Tanzania plunged into darkness after nationwide blackout

Tanzania

A technical fault at Tanzania’s national electricity supply company plunged the East African nation into total darkness.

Tanzania Electric Supply Company (TANESCO), the supply company said on Thursday that it was working to normalize the situation which left households and businesses without power.

TANESCO confirming the incident on Thursday said in a Swahili tweet that: “there has been an error on the national grid and thus caused blackout to all the regions that were connected to its power supply. Efforts continue to re-establish the electricity (supply).”
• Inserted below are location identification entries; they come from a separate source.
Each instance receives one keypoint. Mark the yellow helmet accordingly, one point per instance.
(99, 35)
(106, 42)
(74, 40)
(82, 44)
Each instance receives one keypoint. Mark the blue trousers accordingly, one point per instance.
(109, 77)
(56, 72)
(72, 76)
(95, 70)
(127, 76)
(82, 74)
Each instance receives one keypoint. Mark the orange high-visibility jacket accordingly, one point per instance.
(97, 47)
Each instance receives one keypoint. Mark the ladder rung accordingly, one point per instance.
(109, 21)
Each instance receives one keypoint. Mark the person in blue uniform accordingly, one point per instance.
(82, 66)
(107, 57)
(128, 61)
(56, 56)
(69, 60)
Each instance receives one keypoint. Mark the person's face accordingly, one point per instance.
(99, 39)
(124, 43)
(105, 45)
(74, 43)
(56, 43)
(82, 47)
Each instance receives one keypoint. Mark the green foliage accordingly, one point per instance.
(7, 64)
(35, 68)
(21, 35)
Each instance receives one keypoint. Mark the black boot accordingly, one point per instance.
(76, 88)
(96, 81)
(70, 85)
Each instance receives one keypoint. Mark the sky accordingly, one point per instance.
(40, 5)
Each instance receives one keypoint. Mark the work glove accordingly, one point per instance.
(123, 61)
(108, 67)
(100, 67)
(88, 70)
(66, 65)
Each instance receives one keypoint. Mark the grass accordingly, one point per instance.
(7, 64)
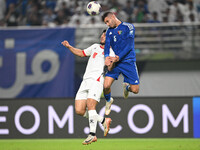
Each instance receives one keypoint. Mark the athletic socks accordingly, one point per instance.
(107, 97)
(86, 115)
(93, 120)
(127, 87)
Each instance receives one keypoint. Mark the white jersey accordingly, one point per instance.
(96, 61)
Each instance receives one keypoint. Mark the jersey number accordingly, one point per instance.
(94, 55)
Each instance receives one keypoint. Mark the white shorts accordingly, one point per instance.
(90, 88)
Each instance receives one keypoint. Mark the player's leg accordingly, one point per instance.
(131, 78)
(81, 100)
(93, 118)
(107, 87)
(108, 81)
(80, 107)
(107, 94)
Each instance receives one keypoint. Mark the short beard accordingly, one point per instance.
(102, 43)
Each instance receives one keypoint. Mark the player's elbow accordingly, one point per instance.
(134, 89)
(80, 111)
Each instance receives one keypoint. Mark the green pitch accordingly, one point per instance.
(101, 144)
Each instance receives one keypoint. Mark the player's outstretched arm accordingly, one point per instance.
(75, 51)
(113, 60)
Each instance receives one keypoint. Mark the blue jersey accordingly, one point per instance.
(121, 39)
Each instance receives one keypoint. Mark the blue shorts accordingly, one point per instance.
(129, 71)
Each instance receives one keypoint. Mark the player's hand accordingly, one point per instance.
(66, 44)
(115, 59)
(108, 61)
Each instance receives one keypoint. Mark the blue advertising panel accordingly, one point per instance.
(196, 117)
(33, 63)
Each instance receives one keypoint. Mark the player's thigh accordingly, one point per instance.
(95, 90)
(130, 73)
(111, 76)
(108, 82)
(81, 99)
(91, 104)
(134, 88)
(80, 106)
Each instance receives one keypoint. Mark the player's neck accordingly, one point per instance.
(118, 22)
(102, 46)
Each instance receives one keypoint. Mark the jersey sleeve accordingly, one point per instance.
(112, 53)
(107, 44)
(128, 39)
(88, 51)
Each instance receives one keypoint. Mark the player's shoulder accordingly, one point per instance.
(95, 45)
(127, 25)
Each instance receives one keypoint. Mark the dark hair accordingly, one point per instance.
(104, 31)
(106, 15)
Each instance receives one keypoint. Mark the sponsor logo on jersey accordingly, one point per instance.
(119, 32)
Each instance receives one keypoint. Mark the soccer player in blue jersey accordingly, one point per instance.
(120, 36)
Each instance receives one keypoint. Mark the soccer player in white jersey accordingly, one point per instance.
(91, 87)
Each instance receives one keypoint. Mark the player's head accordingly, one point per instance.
(103, 37)
(110, 19)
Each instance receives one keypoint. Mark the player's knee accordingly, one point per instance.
(106, 87)
(79, 111)
(134, 89)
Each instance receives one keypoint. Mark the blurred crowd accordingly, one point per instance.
(73, 13)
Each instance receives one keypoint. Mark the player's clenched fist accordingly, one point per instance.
(66, 44)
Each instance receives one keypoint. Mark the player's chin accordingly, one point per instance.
(102, 43)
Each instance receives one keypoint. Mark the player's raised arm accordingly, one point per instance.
(107, 50)
(128, 40)
(75, 51)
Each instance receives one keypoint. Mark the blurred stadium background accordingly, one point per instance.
(39, 77)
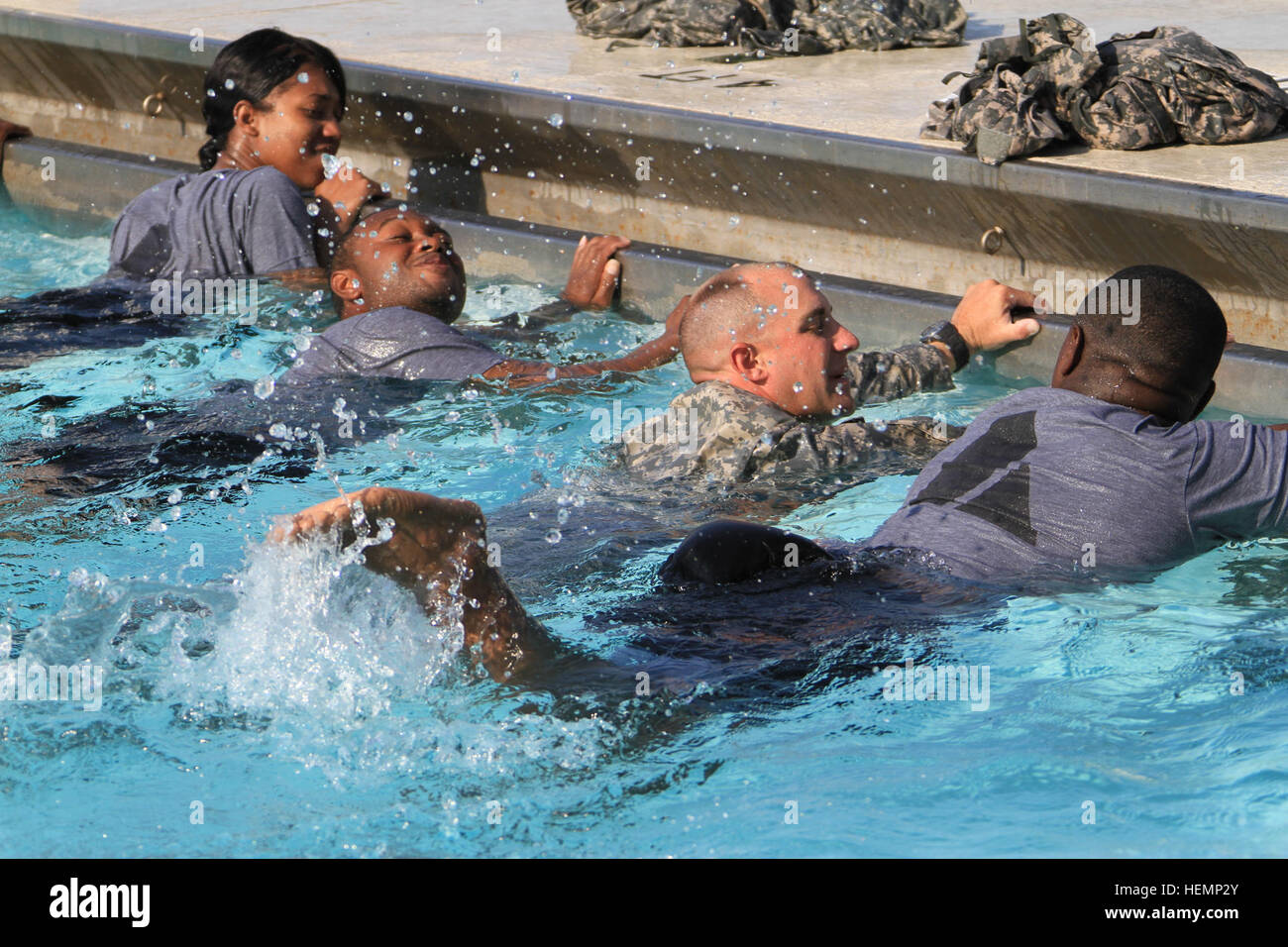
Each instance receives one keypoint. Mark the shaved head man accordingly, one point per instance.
(773, 368)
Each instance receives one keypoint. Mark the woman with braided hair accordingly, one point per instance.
(273, 105)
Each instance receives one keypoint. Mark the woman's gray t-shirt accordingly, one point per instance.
(393, 343)
(217, 223)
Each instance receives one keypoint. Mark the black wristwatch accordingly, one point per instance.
(947, 334)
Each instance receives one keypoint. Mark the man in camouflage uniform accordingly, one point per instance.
(1134, 90)
(773, 368)
(777, 26)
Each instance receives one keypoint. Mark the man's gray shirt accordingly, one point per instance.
(393, 343)
(1054, 482)
(218, 223)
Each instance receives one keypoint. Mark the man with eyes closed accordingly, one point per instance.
(399, 286)
(773, 371)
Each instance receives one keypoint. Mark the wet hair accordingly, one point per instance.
(249, 68)
(1180, 334)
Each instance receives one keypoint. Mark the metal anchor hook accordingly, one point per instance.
(155, 103)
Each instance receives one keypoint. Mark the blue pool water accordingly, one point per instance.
(307, 707)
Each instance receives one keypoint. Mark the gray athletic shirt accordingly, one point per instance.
(217, 223)
(393, 343)
(1052, 482)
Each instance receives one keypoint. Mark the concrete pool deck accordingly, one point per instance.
(881, 95)
(810, 158)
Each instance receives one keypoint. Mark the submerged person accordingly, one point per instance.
(438, 549)
(273, 106)
(772, 369)
(399, 286)
(1106, 474)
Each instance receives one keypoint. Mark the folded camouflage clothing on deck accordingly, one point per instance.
(1133, 90)
(777, 26)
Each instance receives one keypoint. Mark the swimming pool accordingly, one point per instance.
(269, 702)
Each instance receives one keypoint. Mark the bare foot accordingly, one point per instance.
(434, 540)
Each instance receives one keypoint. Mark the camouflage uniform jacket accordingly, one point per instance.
(1134, 90)
(820, 26)
(728, 434)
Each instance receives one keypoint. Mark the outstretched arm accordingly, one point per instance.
(436, 541)
(593, 274)
(984, 320)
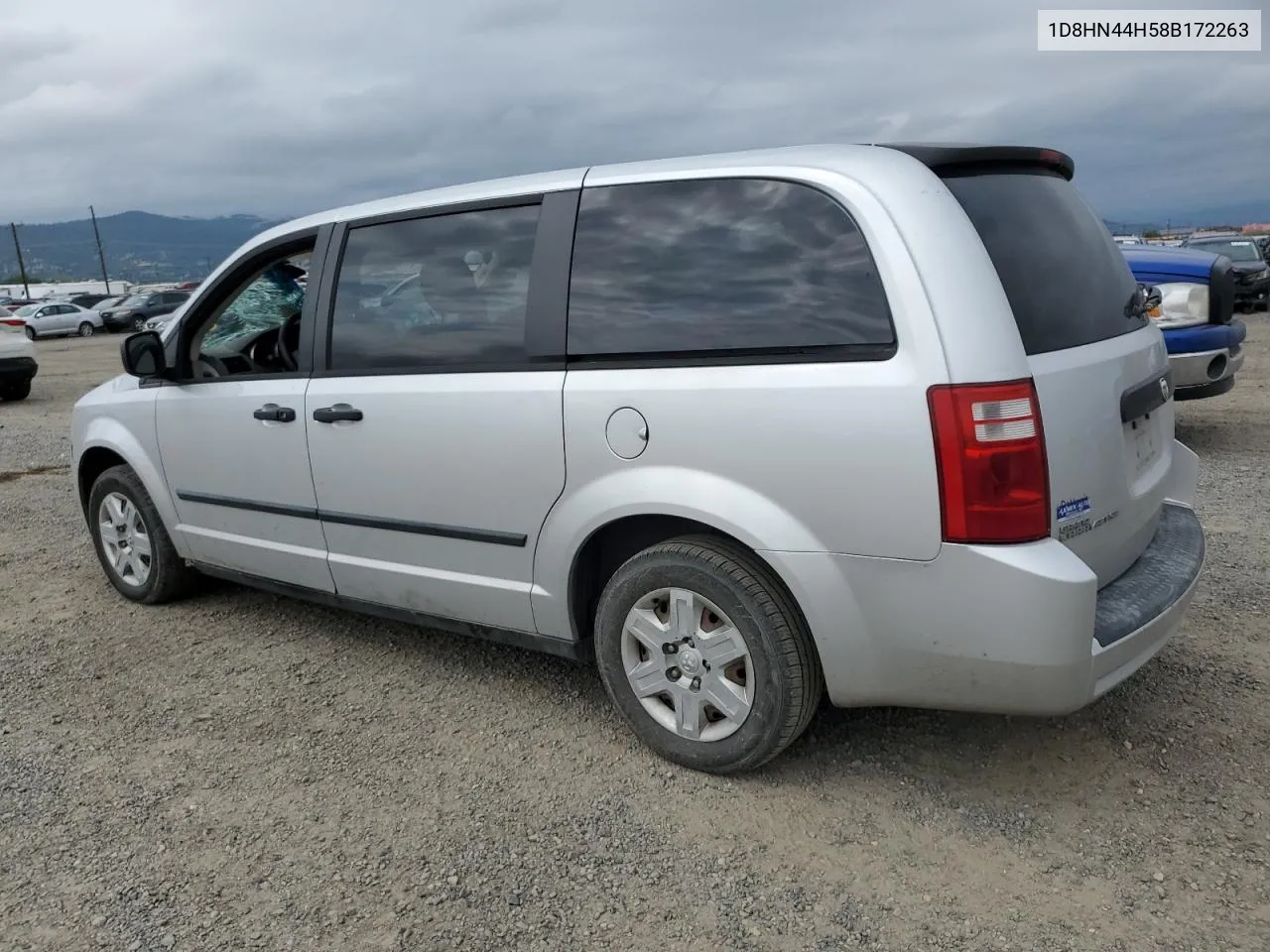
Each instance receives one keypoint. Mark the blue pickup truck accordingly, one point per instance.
(1196, 313)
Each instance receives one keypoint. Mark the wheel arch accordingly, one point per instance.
(610, 544)
(108, 443)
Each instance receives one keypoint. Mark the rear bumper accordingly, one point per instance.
(1206, 367)
(997, 630)
(18, 368)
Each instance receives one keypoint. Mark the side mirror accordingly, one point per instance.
(143, 354)
(1153, 298)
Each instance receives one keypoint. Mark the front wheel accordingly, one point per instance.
(131, 540)
(705, 655)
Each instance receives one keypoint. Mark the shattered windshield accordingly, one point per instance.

Tanzania’s power generation mix blends hydro, natural gas and heavy fuel oil to generate electricity. Like in most African nations, there are incidents of partial blackouts which occur due to minor faults.

President John Pombe Magufuli in January 2017 fired head of Tanesco after the outfit hiked tariffs by 8.53%. The president said the hikes would stunt his plans to industrialize the east African country. He went ahead to order a reversal of the move.

The power firm had initially sought an 18.19 percent tariff increase to arrest a loss-making trend and clear debts to independent power producers and fuel suppliers. The energy regulator however approved 8.53 percent which was less than half of what the utility said it needed to stem losses.

About 40 percent of Tanzania’s population of around 50 million has access to electricity and the government is aiming to push that rate up to 75 percent by 2025.

Since coming into office in 2015, Magufuli – referred to as the bulldozer – has sacked dozens of public officials as part of an anti-corruption campaign and a new drive to root out government inefficiency.

TANESCO has been unsuccessfully seeking loans from the World Bank, the African Development Bank (AfDB) and commercial lenders to turn the company round.

Despite reserves of over 57 trillion cubic feet (tcf) of natural gas, Tanzania has been facing chronic power shortages over the past decade due its reliance on drought-prone hydro-power dams.